Note that the neon bulb in the cheap circuit tester is NOT suitable - neons don't even start to conduct at less than around 90 volts.
 

Doug Owen

Flashlight Enthusiast
Joined
Jan 30, 2003
Messages
1,992
rwolff,

I'm not so sure we're talking 10-30 Volts any more. I think we're now discussing two cases, one 24 and one 28 Volts per msg 872834 and msg 872902 above.

Even in the case you cite, I think you're selling pilot lamps short. A heavily (resistively) ballasted lamp like we're talking should do just fine with more than 'some useful glow' on the bottom end, and fairly normal light on the other. Have you ever exerimented with this? The non linear nature of the filament you so rightly cite covers a multitude of sins as the saying goes.

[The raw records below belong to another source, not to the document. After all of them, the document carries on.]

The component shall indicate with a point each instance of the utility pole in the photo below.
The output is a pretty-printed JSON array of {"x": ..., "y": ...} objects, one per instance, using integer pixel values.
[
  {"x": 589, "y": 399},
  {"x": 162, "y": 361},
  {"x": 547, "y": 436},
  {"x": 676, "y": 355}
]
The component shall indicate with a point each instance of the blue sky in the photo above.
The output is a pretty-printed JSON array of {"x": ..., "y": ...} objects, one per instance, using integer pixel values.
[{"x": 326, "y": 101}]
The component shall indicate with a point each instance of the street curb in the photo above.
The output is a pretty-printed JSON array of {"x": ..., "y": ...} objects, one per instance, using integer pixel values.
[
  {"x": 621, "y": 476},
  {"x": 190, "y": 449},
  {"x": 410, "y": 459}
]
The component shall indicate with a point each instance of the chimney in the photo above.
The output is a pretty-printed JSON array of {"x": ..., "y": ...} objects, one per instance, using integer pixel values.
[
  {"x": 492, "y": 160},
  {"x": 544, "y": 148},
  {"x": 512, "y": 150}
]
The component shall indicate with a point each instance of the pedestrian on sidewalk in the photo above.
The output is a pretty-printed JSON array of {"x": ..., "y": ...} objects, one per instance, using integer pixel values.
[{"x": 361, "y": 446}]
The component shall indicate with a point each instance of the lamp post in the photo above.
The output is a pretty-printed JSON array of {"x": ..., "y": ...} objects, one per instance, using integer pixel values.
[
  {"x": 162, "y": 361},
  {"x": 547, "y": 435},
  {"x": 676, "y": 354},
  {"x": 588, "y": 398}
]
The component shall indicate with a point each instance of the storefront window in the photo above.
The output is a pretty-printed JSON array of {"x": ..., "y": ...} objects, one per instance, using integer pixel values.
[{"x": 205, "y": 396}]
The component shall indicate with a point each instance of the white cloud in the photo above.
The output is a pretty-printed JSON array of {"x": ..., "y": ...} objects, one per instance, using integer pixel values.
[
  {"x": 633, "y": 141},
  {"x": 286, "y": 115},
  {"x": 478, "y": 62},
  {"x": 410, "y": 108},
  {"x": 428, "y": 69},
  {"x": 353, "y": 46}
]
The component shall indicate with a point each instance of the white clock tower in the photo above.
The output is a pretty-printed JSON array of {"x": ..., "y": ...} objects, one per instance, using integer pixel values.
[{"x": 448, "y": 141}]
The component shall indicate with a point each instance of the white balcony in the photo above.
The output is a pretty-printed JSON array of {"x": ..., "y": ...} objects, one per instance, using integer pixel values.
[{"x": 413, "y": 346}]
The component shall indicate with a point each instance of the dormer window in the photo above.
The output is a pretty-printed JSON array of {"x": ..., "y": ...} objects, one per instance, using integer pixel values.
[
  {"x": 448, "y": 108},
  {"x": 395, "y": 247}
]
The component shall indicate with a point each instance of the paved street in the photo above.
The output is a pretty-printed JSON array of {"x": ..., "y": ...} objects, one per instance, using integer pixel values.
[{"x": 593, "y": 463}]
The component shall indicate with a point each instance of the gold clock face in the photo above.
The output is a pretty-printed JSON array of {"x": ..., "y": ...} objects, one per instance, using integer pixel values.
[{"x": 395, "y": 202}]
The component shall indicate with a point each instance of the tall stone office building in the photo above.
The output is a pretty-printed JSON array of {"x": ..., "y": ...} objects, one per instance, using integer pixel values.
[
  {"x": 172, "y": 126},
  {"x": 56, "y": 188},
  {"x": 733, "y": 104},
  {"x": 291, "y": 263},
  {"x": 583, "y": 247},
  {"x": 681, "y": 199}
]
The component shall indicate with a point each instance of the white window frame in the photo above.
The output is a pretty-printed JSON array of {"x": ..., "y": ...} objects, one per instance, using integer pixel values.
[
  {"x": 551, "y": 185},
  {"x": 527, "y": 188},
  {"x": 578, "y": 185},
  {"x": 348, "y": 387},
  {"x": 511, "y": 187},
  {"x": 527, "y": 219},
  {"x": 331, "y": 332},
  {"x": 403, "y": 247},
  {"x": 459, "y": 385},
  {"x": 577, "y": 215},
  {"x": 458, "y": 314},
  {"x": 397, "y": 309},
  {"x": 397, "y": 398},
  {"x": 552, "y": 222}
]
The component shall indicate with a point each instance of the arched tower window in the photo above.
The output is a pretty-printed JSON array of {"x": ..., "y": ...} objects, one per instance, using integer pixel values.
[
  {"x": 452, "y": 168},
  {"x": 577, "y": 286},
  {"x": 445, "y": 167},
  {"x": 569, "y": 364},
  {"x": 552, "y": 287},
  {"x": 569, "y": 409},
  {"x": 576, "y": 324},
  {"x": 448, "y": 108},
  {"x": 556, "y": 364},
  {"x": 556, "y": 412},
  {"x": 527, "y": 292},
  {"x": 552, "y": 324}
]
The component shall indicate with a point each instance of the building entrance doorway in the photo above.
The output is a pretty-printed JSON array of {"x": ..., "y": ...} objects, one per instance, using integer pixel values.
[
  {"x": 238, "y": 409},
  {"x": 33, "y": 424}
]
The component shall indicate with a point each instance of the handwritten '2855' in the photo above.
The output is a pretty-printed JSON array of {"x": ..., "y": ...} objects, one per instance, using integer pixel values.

I wouldn't sweat the exact value of 300 ohms either, not only is either of the ones you suggest 'close enough for jazz' no doubt but 300 ohms is indeed a standard value. I would need to be, 270 and 330 ohms are *20%* apart, almost too far for even 10% resistors, let alone 5%. Check the charts. Even so, three 100 ohm, 1/2 watt in series puts you 'spot on' 300 with an extra half watt.

BTW, you're right about the 3 terminal regulators, under voltage they drop the minimum headroom, say 2.5 Volts. This means say 7.5 volts to the bulb, no doubt enough to see (the original goal per the poster).

You're of course right about the neon tester lighting.